In a recent interview with NAREIT Scott Crowe said that “year-to-date the global real estate market has been relatively flat; however Europe has been relatively strong”. He explained that “in Europe, for the moment at least, the European Central Bank is still somewhat in easing mode” (The Bank of England raised the interest rate in August for only the second time in a decade).
Recently I decided to take a look at British Land Company (OTC: BTLCY), one of UK’s oldest property groups (founded in 1856), focused on high quality retail and London offices. The company owns or manages a portfolio valued at £18.2 billion and is considered one of Europe’s largest listed real estate investment companies.

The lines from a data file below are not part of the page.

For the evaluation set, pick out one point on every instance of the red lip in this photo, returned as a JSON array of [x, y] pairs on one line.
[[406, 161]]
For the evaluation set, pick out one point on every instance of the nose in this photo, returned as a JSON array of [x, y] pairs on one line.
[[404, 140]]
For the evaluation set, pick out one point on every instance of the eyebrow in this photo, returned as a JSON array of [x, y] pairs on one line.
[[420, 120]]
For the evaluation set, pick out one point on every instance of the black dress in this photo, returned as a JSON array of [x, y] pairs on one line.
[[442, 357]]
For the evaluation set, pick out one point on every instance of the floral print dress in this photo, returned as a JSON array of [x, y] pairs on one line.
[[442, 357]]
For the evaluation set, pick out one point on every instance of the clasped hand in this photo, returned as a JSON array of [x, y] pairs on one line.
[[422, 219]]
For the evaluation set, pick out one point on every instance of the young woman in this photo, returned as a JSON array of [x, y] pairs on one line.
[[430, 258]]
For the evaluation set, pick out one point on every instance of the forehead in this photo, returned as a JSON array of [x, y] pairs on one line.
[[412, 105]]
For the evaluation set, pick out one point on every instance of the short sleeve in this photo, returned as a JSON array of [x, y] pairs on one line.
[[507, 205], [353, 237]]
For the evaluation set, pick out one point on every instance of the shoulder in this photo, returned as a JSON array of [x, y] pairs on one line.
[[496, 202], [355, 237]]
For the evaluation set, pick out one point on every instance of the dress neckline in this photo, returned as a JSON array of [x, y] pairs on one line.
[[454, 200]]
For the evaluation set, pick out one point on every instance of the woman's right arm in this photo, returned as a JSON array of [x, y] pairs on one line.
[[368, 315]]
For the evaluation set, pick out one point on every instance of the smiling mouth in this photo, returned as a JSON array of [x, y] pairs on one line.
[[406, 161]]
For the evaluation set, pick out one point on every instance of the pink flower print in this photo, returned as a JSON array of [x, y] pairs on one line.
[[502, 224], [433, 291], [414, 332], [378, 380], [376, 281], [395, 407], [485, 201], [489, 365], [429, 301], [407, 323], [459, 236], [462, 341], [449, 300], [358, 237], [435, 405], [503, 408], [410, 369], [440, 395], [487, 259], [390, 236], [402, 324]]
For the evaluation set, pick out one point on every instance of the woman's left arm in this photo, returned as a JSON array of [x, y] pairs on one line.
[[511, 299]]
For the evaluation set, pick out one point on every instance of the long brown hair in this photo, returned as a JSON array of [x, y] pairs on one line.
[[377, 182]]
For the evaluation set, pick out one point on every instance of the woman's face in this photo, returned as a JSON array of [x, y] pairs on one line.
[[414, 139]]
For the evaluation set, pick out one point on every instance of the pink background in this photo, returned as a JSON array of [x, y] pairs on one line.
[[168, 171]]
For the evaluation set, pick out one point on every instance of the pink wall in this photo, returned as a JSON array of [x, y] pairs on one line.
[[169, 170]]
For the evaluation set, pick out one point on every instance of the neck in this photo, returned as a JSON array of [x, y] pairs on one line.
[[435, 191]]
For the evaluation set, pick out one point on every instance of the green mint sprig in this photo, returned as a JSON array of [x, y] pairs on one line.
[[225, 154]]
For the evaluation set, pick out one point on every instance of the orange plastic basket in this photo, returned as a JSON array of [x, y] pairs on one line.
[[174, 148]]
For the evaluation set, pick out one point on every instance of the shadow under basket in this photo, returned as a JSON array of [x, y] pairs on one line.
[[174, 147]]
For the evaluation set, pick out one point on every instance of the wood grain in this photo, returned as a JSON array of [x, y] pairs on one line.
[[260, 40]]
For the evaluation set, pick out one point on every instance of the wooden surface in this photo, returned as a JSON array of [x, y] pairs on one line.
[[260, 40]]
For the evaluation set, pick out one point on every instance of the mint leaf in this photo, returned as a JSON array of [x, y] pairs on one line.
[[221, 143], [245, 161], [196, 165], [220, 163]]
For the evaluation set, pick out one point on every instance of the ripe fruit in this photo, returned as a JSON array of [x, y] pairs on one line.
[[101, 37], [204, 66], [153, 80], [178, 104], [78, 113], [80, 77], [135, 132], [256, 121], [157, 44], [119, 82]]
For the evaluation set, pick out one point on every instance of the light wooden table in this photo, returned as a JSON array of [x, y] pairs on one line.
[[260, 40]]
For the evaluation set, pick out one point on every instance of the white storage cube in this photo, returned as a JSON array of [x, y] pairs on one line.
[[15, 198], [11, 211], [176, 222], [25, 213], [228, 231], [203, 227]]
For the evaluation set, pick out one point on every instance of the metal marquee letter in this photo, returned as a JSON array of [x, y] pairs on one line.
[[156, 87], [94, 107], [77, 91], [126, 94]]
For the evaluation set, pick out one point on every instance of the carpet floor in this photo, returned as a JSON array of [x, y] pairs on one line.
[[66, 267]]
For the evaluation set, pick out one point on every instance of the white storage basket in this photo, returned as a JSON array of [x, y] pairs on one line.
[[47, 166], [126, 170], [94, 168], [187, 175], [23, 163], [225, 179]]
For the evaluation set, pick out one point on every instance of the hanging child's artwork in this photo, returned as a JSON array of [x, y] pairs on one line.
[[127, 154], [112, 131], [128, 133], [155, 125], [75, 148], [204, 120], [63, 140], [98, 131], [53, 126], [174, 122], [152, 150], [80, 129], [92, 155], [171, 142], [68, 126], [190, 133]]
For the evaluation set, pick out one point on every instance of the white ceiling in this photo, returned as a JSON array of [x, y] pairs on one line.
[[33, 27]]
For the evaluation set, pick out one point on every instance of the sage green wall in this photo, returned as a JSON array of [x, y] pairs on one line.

Around 80% of assets are located within campuses or multi-let environments where the company can curate the buildings and the spaces around them. This unique advantage enables the company to create places which reflect the changing needs of the people who use them.
The office portfolio which accounts for 48% of the portfolio comprises of three office campuses in central London. The retail portfolio is focused on Regional and local shopping centres, and accounts for 49% of the portfolio. More recently British Land has been focusing on a mixed-use development at Canada Water, the 53-acre redevelopment opportunity where the company plans to create a new neighbourhood for London.
The Canada Water plan is to deliver a new urban centre for London and is expected to deliver up to 3,000 new homes, two million sq ft of workspace and one million sq ft of retail, leisure, entertainment and community space including proposed health and social infrastructure, and educational uses. Subject to planning approvals, construction of the first phase (650 homes) will begin in Spring 2019.
British Land has been increasing its focus on the residential sector because of the fragmentation characteristics, and because housing is complimentary to the company’s existing office and retail businesses. British Land appears to following the blueprint of the very successful U.S. REIT, Federal Realty (FRT).
Another similarity (to FRT) is that British Land is also in a strong financial position, with extremely low leverage (around 28% LTV) and modest speculative development (4.5% of the portfolio). British Land has an unsecured A rating from Fitch (was A- in the previous quarter)
Researching the dividend history for British Land it does not appear that the company has the same stalwart track record as Federal Realty (over 55 years in a row of dividend increases), the company cut the dividend during the last U.S. recession and cut it from $.45 per share in 2014 to $.40 in 2015 (and cut again to $.36 in 2017).